Christmas traditions in Europe

As we celebrate the Christmas holiday, there are a number of unique celebrations and traditions around the world that originated in Europe.  Throughout Europe, countries like France, Germany, Norway, England, and others have their own unique ways of celebrating Christmas.

As we look ahead to Christmas, here are some well-known and unusual Christmas traditions throughout Europe.

1.  Mistletoe – This tradition originated from the Celtic Druids around 500 B.C. in England.  These pagan worshipers loved nature and believed that holly and mistletoe warded off evil spirits and helped ensure futility.  In the Christmas tradition, mistletoe was symbolized everlasting life through Christ and faith which would never die.

An English tradition, kissing under the mistletoe has been practiced for years though no one is certain how the tradition started.  It probably has something to do with with the fertility celebration by the Druids.

Mistletoe (Flickr: Dramatic)

2.  Christmas cards – The first Christmas card was issued in December 1843 by Sir Henry Cole.  During this time of the year, holiday messages were written on calling cards to friends and acquaintances.  Sir Henry Cole was too busy and hired London artist John Calcott Horsley to design a card with a Christmas message.  The first Christmas card greeting read “Merry Christmas and a happy New Year to you.”  With post offices in England and the United States, this Christmas tradition was spread.

Christmas Card (Flickr: mjurn)

3.  Fruitcake – For people who have tasted fruit cake, it is something that is either loved or hated.  However, the tradition of the fruitcake began in Italy.  Italians have a variety of fruitcakes – panettone (big bread), pandoro (golden bread), panforte (strong bread), and pandolce (sweet bread).

Fruitcake is a blend of break and fried fruits celebrated and eaten throughout various regions in Italy.  While each region enjoys its favorite, the history of fruitcake is debated.  Many believe it may have been created in the 12th century by Sienese monks.

However, the popular, romatic story of fruitcake is that of panettone,  A baker from Milan fell in love with a woman and wanted to capture her love with a delicious cake.  His mixture included eggs, candied fruit, and too much yeast.  The result was panettone version of fruitcake which is popular all over Italy.

Panettone (Flickr: ben hanbury)

4.  Silent Night – This famous Christmas carol was first performed in Austria in 1818.  Legend has it that a local priest was out on Christmas night to bless a baby.  On his way home, the experience of that night on a starlit evening inspired him to write a poem.  Franz Gruber, the church organist, set the poem to music and on Christmas Eve 1818, the song was performed for the first time.  In Obendorf, Austria, the Silent Night Chapel stands on the place where Gruber and priest Joseph Mohr stood as it was performed for the first time.

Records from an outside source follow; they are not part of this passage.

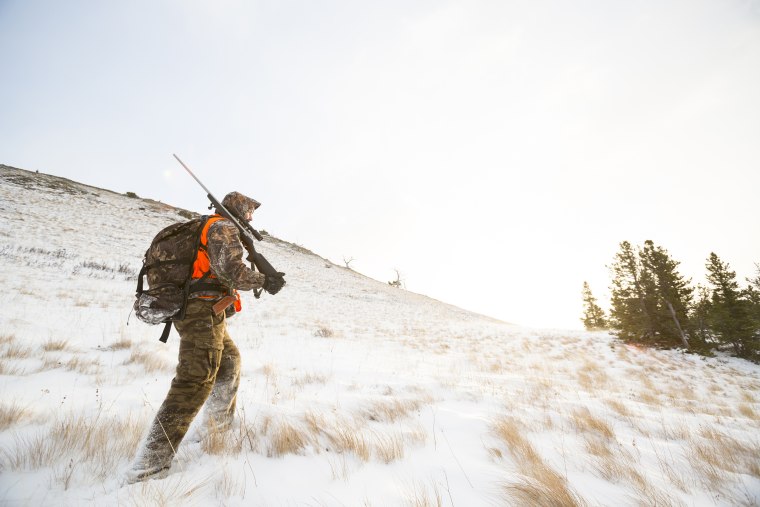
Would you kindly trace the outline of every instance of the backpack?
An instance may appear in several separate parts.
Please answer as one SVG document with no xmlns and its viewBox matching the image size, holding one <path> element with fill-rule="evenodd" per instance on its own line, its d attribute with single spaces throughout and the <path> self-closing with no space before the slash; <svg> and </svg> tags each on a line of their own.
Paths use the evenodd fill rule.
<svg viewBox="0 0 760 507">
<path fill-rule="evenodd" d="M 185 318 L 193 264 L 208 218 L 204 215 L 162 229 L 145 251 L 143 266 L 137 275 L 133 309 L 137 318 L 146 324 L 165 324 L 159 338 L 164 343 L 172 322 Z M 146 276 L 147 290 L 143 287 Z"/>
</svg>

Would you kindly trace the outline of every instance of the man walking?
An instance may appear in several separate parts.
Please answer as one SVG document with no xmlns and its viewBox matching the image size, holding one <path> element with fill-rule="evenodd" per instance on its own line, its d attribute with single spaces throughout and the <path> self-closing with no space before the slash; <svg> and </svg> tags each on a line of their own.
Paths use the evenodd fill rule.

5.  Nutcrackers – Nutcrackers were believed to originate from the Nürnberg region of Germany.  Legend has it that a man was on his deathbed but schoolchildren sang to him and he recovered.  In appreciation, he gathered what he had – wire, prunes, figs, and walnuts – and made a little man.  These became very popular and were sold in the markets.

Over the years, the Nutcracker became a wooden figurine of policeman, soldiers, and more used to crack the toughest of nuts.  These wooden versions were designed in 15th century Saxony as miners became woodworkers and developed these popular figures.

Nutcracker (Flickr: mikejmartelli)

For many celebrating Christmas, many of the popular traditions originate from Europe.  From mistletoe to Silent Night, the origins of these traditions go back many years.  While the origin of some of these Christmas traditions aren’t certain, it is these Christmas traditions which make celebrating Christmas in Europe so memorable and fun.